Jak wiecie, humorysta Tibor Bödőcs, który po mniejszościowym akcjonariuszu Mathiasie Corvinusie Collegium (MCC) został większościowym właścicielem grupy Libri, wyraził swoje wątpliwości co do przyszłości wydawcy książek:

„Czy myśli Szilárda Németha można opublikować na 9458 stronach?”

zadał kpiące pytanie, które miało być zabawne.

Według Demeter nabycie Libri to prosta transakcja rynkowa, a referenda powinny rozumieć logikę kapitalizmu.

To sprawia, że ​​ich książek nie kupią setki tysięcy autorów, którzy zdystansowali się po tym, co się stało.

Według niego, kiedy on sam „wszedł na scenę”, najbardziej wdzięczni byli nie prawicowcy, ale posłowie drugiej i trzeciej linii opozycji.
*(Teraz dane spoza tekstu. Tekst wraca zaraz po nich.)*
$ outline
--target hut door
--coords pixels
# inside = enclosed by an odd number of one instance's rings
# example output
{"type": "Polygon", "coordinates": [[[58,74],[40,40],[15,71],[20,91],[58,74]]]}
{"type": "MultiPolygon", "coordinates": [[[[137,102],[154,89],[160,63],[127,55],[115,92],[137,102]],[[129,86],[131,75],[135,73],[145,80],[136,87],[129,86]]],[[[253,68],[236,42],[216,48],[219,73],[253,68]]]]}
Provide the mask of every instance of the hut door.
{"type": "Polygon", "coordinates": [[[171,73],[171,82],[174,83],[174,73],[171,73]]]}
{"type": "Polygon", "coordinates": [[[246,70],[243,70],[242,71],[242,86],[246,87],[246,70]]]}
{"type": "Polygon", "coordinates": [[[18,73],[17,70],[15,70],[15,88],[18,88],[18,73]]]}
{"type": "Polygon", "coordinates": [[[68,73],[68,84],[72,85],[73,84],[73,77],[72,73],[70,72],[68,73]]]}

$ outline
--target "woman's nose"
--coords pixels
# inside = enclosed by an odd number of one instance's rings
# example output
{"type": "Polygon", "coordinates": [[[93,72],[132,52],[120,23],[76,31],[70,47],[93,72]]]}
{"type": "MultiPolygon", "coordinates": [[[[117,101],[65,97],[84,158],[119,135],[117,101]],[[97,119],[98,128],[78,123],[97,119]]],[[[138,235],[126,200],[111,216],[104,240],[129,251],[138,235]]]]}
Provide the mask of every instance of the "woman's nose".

Powiedzieli mu, że w końcu złapali oddech, ponieważ

Do 2010 roku w literaturze esteci Pál Závada, Lajos Parti Nagy i Sándor Radnóti decydowali, kto jest ile wart, niezależnie od wykonania.

Wypowiedział się także na temat performerki roku, Gabi Tóth, której należy kibicować nie ze względu na jej prawicowe poglądy, ale dlatego, że jest niesamowicie dobrą wokalistką.

Odnosząc się do teatrów, powiedział, że struktura instytucjonalna została posunięta za daleko i teraz trzeba przyjrzeć się, jakie instytucje można utrzymać. Jako przykład wymienił kamienne teatry. Ich wykonanie należy zbadać w oparciu o rzetelną, liczbową logikę, a następnie zdecydować, za które z nich powinno odpowiadać państwo, a za które szukać alternatywnych źródeł.